Question

A solid cylinder of mass 50 kg and radius 0.5 m is free to rotate about the horizontal axis . A massless string is wound round the cylinder with one end attached to it and other hanging freely. Tension in the string required to produce an angular acceleration of 2 revolutions $ s^ {-2} $ is

• A. 25 N
• B. 50 N
• C. 78.5 N
• D. 157 N

Answer 1

The Correct Option is D

To solve this problem, we need to determine the tension in the string that produces an angular acceleration of 2 revolutions per second squared in the solid cylinder.

1. First, let's convert the angular acceleration from revolutions per second squared to radians per second squared:

\text{Angular acceleration, } \alpha = 2 \times 2\pi = 4\pi \, \text{rad/s}^2

2. Next, compute the moment of inertia (I) for a solid cylinder rotating about its central axis (perpendicular to its length). The moment of inertia is given by:

I = \frac{1}{2} m r^2

Where:

• m = 50 \, \text{kg} (mass of the cylinder)
• r = 0.5 \, \text{m} (radius of the cylinder)

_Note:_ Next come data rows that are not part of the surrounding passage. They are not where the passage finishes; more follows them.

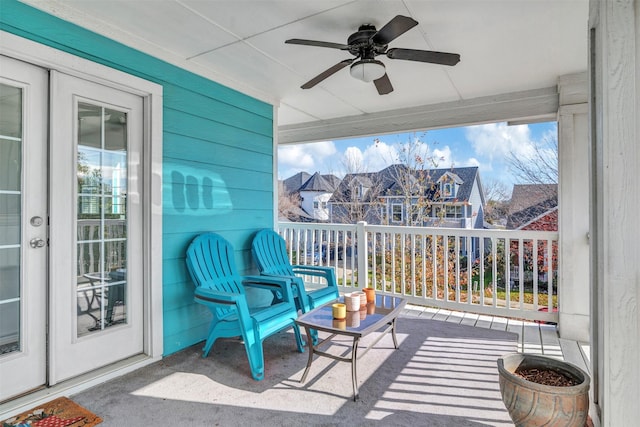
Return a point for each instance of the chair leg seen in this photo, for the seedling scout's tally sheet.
(299, 341)
(255, 356)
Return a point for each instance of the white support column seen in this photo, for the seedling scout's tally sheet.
(615, 225)
(573, 219)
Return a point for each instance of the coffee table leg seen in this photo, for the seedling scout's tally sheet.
(393, 333)
(354, 359)
(311, 348)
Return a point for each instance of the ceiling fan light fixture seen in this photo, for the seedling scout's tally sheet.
(367, 70)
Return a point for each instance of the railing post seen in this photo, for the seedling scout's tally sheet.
(362, 250)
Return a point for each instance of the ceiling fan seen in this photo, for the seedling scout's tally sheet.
(367, 43)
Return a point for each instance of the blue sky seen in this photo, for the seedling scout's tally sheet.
(486, 146)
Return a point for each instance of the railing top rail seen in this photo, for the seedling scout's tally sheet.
(438, 231)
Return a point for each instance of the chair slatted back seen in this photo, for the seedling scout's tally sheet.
(211, 264)
(270, 253)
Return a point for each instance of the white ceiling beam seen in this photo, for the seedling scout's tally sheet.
(527, 106)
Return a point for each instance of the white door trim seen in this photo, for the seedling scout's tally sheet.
(50, 58)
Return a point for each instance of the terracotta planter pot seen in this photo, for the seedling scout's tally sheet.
(532, 404)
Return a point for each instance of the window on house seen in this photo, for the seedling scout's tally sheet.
(428, 211)
(452, 211)
(396, 213)
(416, 213)
(383, 215)
(448, 189)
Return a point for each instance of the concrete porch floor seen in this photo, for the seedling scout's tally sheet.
(443, 374)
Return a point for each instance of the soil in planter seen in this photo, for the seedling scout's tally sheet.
(546, 377)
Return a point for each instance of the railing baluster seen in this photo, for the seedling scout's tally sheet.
(520, 272)
(422, 263)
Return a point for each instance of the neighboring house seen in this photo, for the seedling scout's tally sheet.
(313, 193)
(397, 195)
(533, 207)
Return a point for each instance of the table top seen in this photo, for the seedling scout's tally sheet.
(358, 323)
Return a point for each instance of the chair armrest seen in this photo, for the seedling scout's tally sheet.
(217, 297)
(328, 273)
(281, 283)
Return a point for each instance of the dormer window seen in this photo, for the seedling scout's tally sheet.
(449, 184)
(448, 189)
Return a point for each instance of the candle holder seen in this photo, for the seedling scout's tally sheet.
(352, 301)
(371, 294)
(363, 299)
(339, 311)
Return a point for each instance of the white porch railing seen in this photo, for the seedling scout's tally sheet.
(458, 269)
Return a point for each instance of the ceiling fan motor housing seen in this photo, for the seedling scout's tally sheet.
(361, 43)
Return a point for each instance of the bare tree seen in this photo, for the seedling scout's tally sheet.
(496, 201)
(412, 181)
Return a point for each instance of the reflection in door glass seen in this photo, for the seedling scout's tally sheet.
(101, 218)
(10, 217)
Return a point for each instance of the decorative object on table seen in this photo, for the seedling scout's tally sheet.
(371, 294)
(371, 308)
(340, 324)
(352, 301)
(353, 319)
(363, 299)
(339, 311)
(535, 404)
(60, 412)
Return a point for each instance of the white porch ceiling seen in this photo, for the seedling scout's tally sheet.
(516, 47)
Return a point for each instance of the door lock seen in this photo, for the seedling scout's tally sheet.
(37, 243)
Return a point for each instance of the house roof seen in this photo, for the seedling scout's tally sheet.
(303, 181)
(530, 201)
(393, 180)
(319, 182)
(293, 183)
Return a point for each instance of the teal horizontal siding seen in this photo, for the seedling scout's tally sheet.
(183, 99)
(217, 159)
(192, 126)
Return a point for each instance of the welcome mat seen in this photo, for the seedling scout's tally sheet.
(61, 412)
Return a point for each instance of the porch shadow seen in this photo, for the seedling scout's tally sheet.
(443, 374)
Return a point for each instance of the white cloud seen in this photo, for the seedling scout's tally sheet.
(378, 156)
(496, 140)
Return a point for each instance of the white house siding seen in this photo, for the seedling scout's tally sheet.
(615, 202)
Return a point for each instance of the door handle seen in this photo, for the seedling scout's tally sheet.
(37, 243)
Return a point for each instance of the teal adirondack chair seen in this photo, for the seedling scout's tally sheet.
(220, 288)
(270, 253)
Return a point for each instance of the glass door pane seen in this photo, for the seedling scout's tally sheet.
(10, 216)
(102, 218)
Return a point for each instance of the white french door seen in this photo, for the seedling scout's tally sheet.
(96, 301)
(23, 213)
(71, 253)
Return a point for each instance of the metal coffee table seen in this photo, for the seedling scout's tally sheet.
(378, 316)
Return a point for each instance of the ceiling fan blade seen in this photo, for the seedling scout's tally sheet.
(394, 28)
(431, 56)
(383, 84)
(318, 43)
(326, 73)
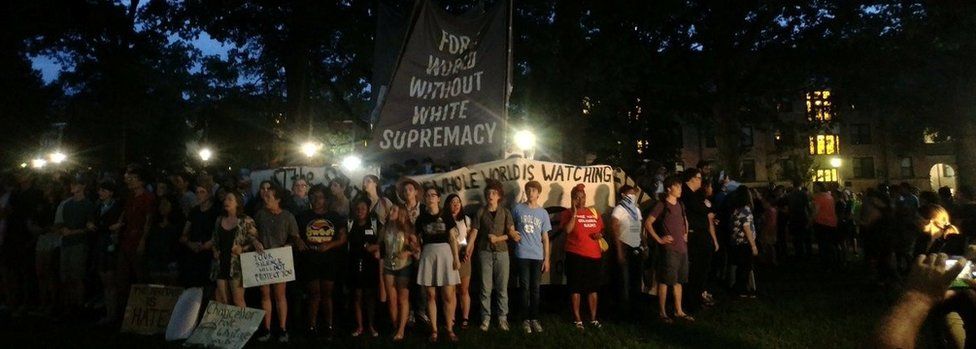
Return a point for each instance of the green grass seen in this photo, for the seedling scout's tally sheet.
(800, 307)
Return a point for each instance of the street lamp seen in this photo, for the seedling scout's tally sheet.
(205, 154)
(835, 162)
(310, 148)
(524, 140)
(38, 163)
(57, 157)
(352, 163)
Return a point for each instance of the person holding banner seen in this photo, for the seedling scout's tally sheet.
(463, 223)
(276, 226)
(398, 251)
(584, 266)
(364, 255)
(532, 252)
(439, 263)
(233, 234)
(493, 227)
(325, 235)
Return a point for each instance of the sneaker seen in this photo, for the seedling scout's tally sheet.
(536, 326)
(503, 324)
(265, 336)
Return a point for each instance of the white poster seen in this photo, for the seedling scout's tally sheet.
(225, 326)
(274, 266)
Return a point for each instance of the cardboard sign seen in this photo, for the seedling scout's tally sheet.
(225, 326)
(274, 266)
(149, 308)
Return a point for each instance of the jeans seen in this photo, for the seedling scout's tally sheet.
(631, 274)
(494, 275)
(530, 273)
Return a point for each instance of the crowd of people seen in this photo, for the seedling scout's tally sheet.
(73, 244)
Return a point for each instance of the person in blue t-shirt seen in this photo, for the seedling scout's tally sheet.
(532, 252)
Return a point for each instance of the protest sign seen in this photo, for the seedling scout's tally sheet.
(557, 182)
(274, 266)
(149, 308)
(225, 326)
(286, 176)
(449, 90)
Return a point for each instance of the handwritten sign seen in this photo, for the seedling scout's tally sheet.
(225, 326)
(149, 308)
(274, 266)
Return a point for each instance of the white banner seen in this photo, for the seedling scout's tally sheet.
(274, 266)
(149, 308)
(286, 176)
(557, 182)
(225, 326)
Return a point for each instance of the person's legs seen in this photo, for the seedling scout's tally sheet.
(575, 301)
(447, 293)
(357, 310)
(281, 301)
(500, 280)
(266, 305)
(484, 257)
(594, 301)
(314, 301)
(221, 295)
(431, 292)
(327, 287)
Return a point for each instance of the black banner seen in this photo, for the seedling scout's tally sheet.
(447, 99)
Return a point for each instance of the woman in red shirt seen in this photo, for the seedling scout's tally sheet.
(584, 269)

Substituting the values, we get:

I = \frac{1}{2} \times 50 \times (0.5)^2 = \frac{1}{2} \times 50 \times 0.25 = \frac{1}{2} \times 12.5 = 6.25 \, \text{kg m}^2

3. The torque (\tau) required to produce an angular acceleration is given by the equation:

\tau = I \alpha

Substitute the values:

\tau = 6.25 \times 4\pi = 25\pi \, \text{Nm}

4. The relation between torque and tension in the string is given by:

\tau = T \cdot r

Solving for tension (T), we have:

T = \frac{\tau}{r} = \frac{25\pi}{0.5} = 50\pi \, \text{N}

Approximating \pi \approx 3.14, the tension becomes:

T \approx 50 \times 3.14 = 157 \, \text{N}

5. Thus, the tension in the string required to produce an angular acceleration of 2 revolutions per second squared is 157 N.

The correct answer is therefore 157 N.